The Problem with p-Hacking: How to Spot It

By Site Editor | Published on November 5, 2025

In scientific research, the p-value is a number that researchers use to determine if their results are "statistically significant." By convention, a p-value of less than 0.05 (p < .05) is considered the gold standard for claiming a discovery. It suggests there's less than a 5% chance the result was due to random luck.

However, this single number has created a powerful incentive to find ways to "get" a significant result, leading to a practice known as **p-hacking** (or data dredging).

What is p-Hacking?

P-hacking is the act of re-analyzing a dataset in many different ways until a statistically significant result is found. It's not necessarily fabricating data (which is outright fraud), but it's a flexible, undisclosed process of analysis that dramatically increases the odds of finding a false positive.

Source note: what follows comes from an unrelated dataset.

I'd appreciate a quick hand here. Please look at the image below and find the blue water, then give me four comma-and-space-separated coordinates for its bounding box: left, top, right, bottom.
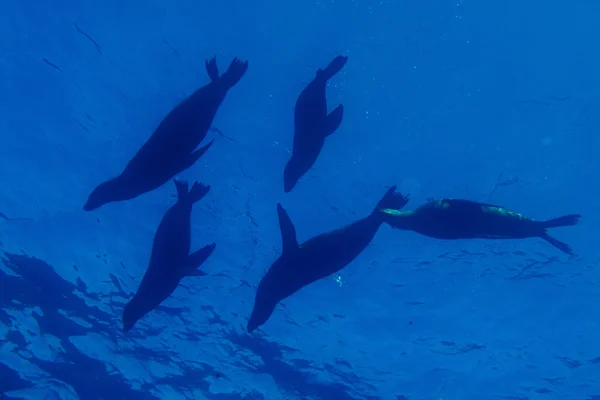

Imagine a researcher wants to see if eating jelly beans causes acne. They run a study and find no effect. But then they think...

"Maybe it's not all jelly beans, just a specific color. Let's test green jelly beans vs. acne. No? How about red jelly beans? No? ...How about blue jelly beans?"

If you test 20 different colors, the odds are pretty good that *one* of them will give you a "significant" p < .05 result just by random chance. The researcher then publishes a paper titled "Blue Jelly Beans Linked to Acne!" without mentioning the 19 other colors they tested (the "failed" results).

Common Forms of p-Hacking

P-hacking can be subtle. It's often rationalized as "exploratory analysis." Common forms include:

Testing many variables: Measuring 10 different personality traits and only reporting the one that correlated.
Changing statistical models: Running a t-test, then an ANOVA, then a regression, and only reporting the one that "worked."
Dropping "outliers": Removing certain data points (subjects) to see if it makes the p-value go down.
Optional stopping: Collecting data, checking the p-value, and if it's not significant, collecting *more* data until it is.

Why It's a Problem

P-hacking is a direct cause of the Replication Crisis. It fills the scientific literature with exciting, "significant" findings that are actually just noise. When other researchers try to replicate the study (e.t., by testing *only* blue jelly beans), they find no effect.

This wastes time, money, and erodes public trust in science. It's a key reason why practices like pre-registration (committing to an analysis plan *before* seeing the data) are so vital to fixing science.